«Avevo più o meno 13 anni. Mio fratello era molto bravo a dipingere, cosicchè i miei genitori hanno pensato che scattare foto mi avrebbe reso creativo quanto lui. E a 14 anni mi hanno regalato la prima macchina fotografica».
Quando ti sei reso conto che sarebbe diventata la tua professione?
«Nel momento in cui ho maneggiato per la prima volta quella macchina sapevo che avrei fatto il fotografo, anche se non avevo la minima idea di cosa in realtà significasse. Mio padre era un collezionista d’arte, il che mi ha dato l’opportunità di crescere con l’arte letteralmente appesa alle pareti (poca fotografia, a essere sinceri: solo una stampa di Werner Bischof che ora fa bella mostra di sé nel mio appartamento…). Al liceo, era già evidente che sarebbe stato il mio percorso di vita. Eppure credevo fosse impossibile documentare “il mondo” senza comprenderlo adeguatamente. Perciò ho studiato storia per 2 anni prima di indirizzarmi, a New York, a un corso fotografico. Avevo 20 anni».
Come hai scoperto Keith Haring?
«Dopo che mio fratello si era procurato un poster realizzato da lui per promozionare un concorso hip-hop. Mi è bastato dargli un’occhiata per diventare un suo fan. A quel punto, volevo approfondire “visibilmente” la sua arte ma a Parigi, nell’86-’87, in giro ce n’era davvero poca. Perciò, al mio tredicesimo compleanno, mio padre mi ha portato a Knokke le Zoute, in Belgio, dove Haring stava allestendo una mostra. E il sogno di poterlo incontrare si è trasformato in realtà».

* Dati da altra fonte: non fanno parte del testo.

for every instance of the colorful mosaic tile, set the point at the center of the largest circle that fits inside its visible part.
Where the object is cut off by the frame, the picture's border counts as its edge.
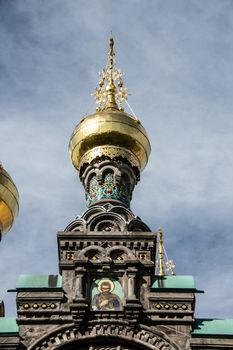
(107, 189)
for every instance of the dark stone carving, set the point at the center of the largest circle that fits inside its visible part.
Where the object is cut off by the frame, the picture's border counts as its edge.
(101, 336)
(108, 218)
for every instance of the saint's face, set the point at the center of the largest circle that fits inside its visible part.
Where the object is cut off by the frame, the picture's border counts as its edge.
(105, 288)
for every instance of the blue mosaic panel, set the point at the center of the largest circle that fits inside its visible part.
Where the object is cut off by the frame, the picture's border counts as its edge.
(107, 189)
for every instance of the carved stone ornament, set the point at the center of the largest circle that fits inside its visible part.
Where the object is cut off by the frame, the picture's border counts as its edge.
(105, 336)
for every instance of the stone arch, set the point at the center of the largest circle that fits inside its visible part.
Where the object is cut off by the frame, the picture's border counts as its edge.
(90, 251)
(115, 219)
(104, 335)
(126, 252)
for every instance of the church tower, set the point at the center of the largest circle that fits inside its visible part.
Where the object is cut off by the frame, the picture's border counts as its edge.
(112, 292)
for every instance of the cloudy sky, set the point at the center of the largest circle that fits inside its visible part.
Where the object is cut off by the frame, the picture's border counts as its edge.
(177, 57)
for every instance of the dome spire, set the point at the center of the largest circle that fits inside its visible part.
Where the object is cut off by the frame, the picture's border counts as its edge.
(108, 95)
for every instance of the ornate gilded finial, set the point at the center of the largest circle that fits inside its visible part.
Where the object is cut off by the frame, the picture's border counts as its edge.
(107, 94)
(161, 265)
(160, 251)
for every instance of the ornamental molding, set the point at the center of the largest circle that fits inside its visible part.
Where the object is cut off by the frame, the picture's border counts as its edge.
(95, 336)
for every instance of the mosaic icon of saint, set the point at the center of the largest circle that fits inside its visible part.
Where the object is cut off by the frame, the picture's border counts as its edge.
(106, 299)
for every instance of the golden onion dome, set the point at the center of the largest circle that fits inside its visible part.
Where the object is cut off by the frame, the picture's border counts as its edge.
(9, 201)
(110, 131)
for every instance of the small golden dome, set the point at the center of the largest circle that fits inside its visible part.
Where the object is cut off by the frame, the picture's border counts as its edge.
(110, 133)
(9, 201)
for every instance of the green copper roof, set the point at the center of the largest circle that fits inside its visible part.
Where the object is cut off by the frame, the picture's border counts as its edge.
(8, 325)
(39, 281)
(173, 282)
(213, 327)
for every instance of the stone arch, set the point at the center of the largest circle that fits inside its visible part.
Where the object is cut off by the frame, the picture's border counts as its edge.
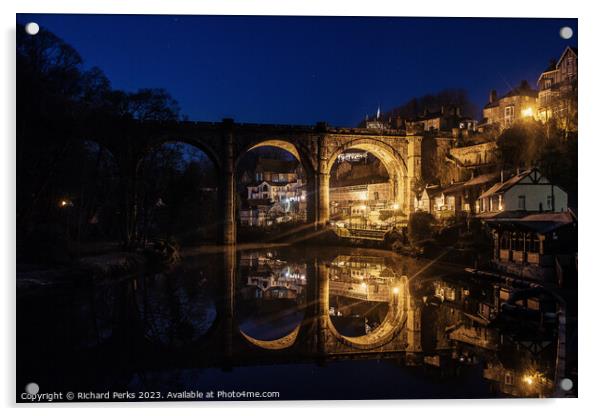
(392, 160)
(285, 144)
(290, 145)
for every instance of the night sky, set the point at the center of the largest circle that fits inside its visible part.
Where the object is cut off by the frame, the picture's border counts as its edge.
(300, 70)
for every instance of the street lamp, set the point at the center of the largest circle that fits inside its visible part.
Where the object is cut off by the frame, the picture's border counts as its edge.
(395, 208)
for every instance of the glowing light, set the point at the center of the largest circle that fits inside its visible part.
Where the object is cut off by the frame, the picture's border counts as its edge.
(527, 112)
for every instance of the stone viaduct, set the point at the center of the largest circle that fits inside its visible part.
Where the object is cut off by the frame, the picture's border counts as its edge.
(316, 147)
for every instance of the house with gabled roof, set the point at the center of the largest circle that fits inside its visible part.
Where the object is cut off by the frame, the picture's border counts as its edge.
(527, 191)
(555, 83)
(519, 102)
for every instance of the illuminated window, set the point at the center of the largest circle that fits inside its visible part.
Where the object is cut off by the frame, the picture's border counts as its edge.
(522, 203)
(509, 115)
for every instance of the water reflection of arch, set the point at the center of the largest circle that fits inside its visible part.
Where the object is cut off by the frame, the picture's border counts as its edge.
(282, 343)
(291, 338)
(389, 328)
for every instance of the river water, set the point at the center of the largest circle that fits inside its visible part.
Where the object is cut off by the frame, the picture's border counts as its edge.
(307, 323)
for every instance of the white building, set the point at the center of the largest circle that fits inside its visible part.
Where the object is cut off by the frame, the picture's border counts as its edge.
(527, 191)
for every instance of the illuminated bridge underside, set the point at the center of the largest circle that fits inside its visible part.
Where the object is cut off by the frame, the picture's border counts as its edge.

Quello nel suo studio è stato il tuo unico servizio fotografico su di lui?
«Ne avevo realizzati altri 2, a Parigi e a New York, ma quello “shooting” è stata l’unica occasione di fotografarlo mentre dipingeva».
Cosa ricordi con più piacere di quel 30 ottobre 1988?
«L’emozione, da ragazzo e da fan, nel vedere il suo studio: talmente pieno di oggetti da sembrare un negozio di giocattoli. C’erano cose realizzate da lui, sia per il Pop Shop sia in termini puramente artistici. C’erano dappertutto modelli in scala ridotta delle sue sculture, posters, oggetti raccolti dalla strada, polaroids che lo vedevano accanto a Madonna e a Michael Jackson… Non potevo crederci: Keith stava creando arte dinnanzi ai miei occhi. Era lì, in piedi, di fronte al foglio bianco. Poi, magicamente, ogni immagine ha iniziato a prendere forma per la gioia mia e della mia macchina fotografica».
Che atmosfera si respirava?
«Era estremamente concentrato su ciò che stava dipingendo. E molto silenzioso. Quando io e mio padre siamo entrati nello studio, la “boombox” diffondeva canzoni di Rita Mitsouko. Ma nell’istante in cui ha cominciato a dipingere, il pop ha ceduto il passo alla musica classica. Gli ho parlato solo quando si muoveva da una tela all’altra, dandogli una personale interpretazione di quello che stava facendo. E lui mi ha spiegato cosa realmente intendesse fare con quei dipinti».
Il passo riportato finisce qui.